Türkiye’nin en deli adamlarındandır Sevan Nişanyan. Deli olduğu kadar inatçı, bildiğini okuyan. Bilindiği gibi, İzmir’de daha önce kimsenin adını duymadığı Şirince köyünü bu inadıyla ve inancıyla cennete çevirdi. Hapse girme sebebi de kendi arazisinin içine yaptığı tek göz oda.  Şirince köyünün 1 km dışında, Matematik Köyü'ne bitişik kendi arsasında yaptığı yığma taştan, 63 metrekare, tek oda artı tuvaletten ibaret bir yer. Üstelik bu barakayı daha sonra Matematik Köyü’ne verdi, şimdi felsefe okulunun öğrenci evi olarak kullanılıyor. Bu ev uğruna 18 ay hapis yatacak. Muazzam bir etimoloji sözlüğü dahil Türkçeye ve dünyaya birçok eser kazandıran Sevan Nişanyan gibi, ömrünü araştırmaya ve yazmaya adamış bir aydının, kaçak yapılar ve çarpık kentleşme cehennemi olan Türkiye’de hapsedilmesinin ‘utancıyla’ bizi baş başa bırakarak ‘kurumsal evim’ dediği Torbalı Açık Cezaevi’ne gidip teslim oldu. Hem de gezmeye gittiği Almanya’dan dönerek. Ama orada da inadı ve inancı onu yalnız bırakmadı. Gitmeden önce an be an Facebook sayfasından duyurduğu gelişmeleri, her gün telefonda oğluna okuduğu cezaevi mektuplarıyla bu kez adını taşıyan blogunda duyurmaya başladı. Kendine özgü esprili diliyle bize cezaevi mektupları yazdı. Cezaevine girmeden önceki gün şu notu bıraktı hepimize: “Yarın hapse giriyorum. Süre belli değil; tahminimce iki yıldan kısa olmayacaktır. Atlet fanila filan göndermeyin. Ne kadar üzüldüğünüzü bildiren mektuplar göndermeyin. Kitap gönderirseniz yahut Amazon'dan gönderttirirseniz sevinirim tabii. Yalnız Allah rızası için teori kitabı göndermeyin, çok sıkılıyorum. Sekiz ciltlik İran tarihi gönderirseniz zevkle okurum, bahçe tasarımı gönderirseniz okurum, Akatça yazıtlar koleksiyonu gönderseniz okurum, hadis ve tabakat klasiklerini gönderirseniz çok işime yarar, ama Horkheimer yahut Deleuze'un falan konudaki teorileri hiç açmıyor beni bilesiniz.”

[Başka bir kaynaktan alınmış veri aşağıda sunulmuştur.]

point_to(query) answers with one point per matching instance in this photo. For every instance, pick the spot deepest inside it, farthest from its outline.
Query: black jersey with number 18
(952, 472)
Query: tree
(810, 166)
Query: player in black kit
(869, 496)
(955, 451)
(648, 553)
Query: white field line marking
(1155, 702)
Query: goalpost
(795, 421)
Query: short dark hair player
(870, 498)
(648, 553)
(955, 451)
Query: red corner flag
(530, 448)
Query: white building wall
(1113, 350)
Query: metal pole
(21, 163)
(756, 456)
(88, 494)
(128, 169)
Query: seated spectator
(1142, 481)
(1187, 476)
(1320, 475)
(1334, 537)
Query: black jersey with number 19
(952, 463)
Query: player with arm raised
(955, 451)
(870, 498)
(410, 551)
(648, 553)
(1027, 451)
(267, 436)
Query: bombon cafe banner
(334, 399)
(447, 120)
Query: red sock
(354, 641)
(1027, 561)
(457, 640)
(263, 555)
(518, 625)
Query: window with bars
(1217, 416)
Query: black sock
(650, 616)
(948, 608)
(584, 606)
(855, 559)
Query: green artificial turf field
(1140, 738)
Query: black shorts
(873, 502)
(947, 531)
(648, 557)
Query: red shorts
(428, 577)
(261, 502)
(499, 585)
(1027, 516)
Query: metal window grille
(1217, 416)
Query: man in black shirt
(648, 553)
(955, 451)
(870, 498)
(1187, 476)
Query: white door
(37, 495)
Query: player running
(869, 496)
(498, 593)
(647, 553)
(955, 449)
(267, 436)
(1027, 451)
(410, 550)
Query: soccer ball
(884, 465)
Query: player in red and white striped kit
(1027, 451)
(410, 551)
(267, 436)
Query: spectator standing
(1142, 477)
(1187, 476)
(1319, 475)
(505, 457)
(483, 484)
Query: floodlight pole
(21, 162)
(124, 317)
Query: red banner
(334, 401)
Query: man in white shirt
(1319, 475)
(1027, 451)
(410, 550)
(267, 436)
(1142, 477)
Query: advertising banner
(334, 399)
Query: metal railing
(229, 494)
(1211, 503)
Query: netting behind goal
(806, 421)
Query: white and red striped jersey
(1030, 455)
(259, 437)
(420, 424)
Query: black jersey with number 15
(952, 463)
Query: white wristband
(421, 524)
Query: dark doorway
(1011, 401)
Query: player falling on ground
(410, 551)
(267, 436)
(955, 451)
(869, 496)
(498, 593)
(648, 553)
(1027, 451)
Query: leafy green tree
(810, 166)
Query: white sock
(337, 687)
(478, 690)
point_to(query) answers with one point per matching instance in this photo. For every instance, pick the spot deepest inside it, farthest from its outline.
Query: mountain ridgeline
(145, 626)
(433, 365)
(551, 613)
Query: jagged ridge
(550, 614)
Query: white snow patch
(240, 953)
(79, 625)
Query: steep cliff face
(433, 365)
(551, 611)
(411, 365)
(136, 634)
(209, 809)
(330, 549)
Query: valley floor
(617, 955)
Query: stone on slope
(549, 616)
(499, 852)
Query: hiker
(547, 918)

Her zaman gözümüzün, kulağımızın, yüreğimizin bir yanı cezaevlerindeydi ama onun blogundaki dumanı tüten mektuplardan hatırladık dört duvar arasında süren hayatı. Para cezası yüzünden 24 ay hapis cezası olan Cafer Usta’yı şöyle anlatıyordu mesela: “Cezaevinde inşaat işi çok. Cafer inşaatın baş ustası, el üstünde tutuluyor. Usta sıfatıyla ayda 193 TL maaş alıyor. Bunun 100 lirasını, inanmayacaksınız, iaşe ve barınma bedeli olarak kesiyorlar. Üstelik cezaevinin, bilinmez nedenlerle, parası olmadığından Aralık ayından beri o 93 liralar da ödenmiyor.” Koğuş arkadaşlarının hasta arkadaşları için açık cezaevinde telefon hakkını kullanarak 118 Acil Servisi’ni aramalarından sonra aldıkları cezaya yorumu şu olmuştu: “Devlet dediğin şey, birtakım küçük insanların kendilerini olduklarından daha güçlü veya önemli göstermek için kurdukları bir düzenek değil mi? Düşünürsen, hepsi bu.” Dedim ya Sevan Nişanyan bu, boş durur mu? Hazır cezaevine girmişken, eee bolca da zamanı olduğu için bildiği onca dile bir de Kürtçeyi eklemek istemesiyle yaşananlar ise evlere şenlik, hele aldığı cevaba rağmen mektubuna iliştirdiği son cümle. Cezaevi nüfusunun üçte biri Kürt olmasına rağmen derdine derman bulamayınca yazmış dilekçeyi, 15-20 de gönüllü bulmuş. Bakın sonra neler olmuş: “Dilekçeyi yazıp verdim: Topluma kazandırma ve eğitim çalışmaları çerçevesinde Halk Eğitim Merkezi tarafından Kürtçe öğretmen temini cihetine gidilerek kurs açılması için gerekli iznin verilmesi arz marz. Bomba atsam bu kadar etkili olmazdı sanırım. Daha sabah çayı içilmeden heyet toplandı. İki buçuk dakika sonra ret cevabı geldi. Yönetmelik açık, hükümlüleri topluma kazandırma çalışmaları çerçevesinde en az on mahkûmun talebiyle kurs açılır diyor. Kur'an kursu var, bağlama kursu var, bilgisayar kursu var, Kürtçe kursu neden olmasın? Hoca yok ayağına yatabilirler. İzmir yahut Torbalı yöresinde Kürtçe öğretim sertifikasına sahip tanıdığınız kimse varsa haber eder misiniz? Ücretini mantıken cezaevinin ödemesi lazım, ama onlar ödemezse biz bir şekilde toplar hallederiz.”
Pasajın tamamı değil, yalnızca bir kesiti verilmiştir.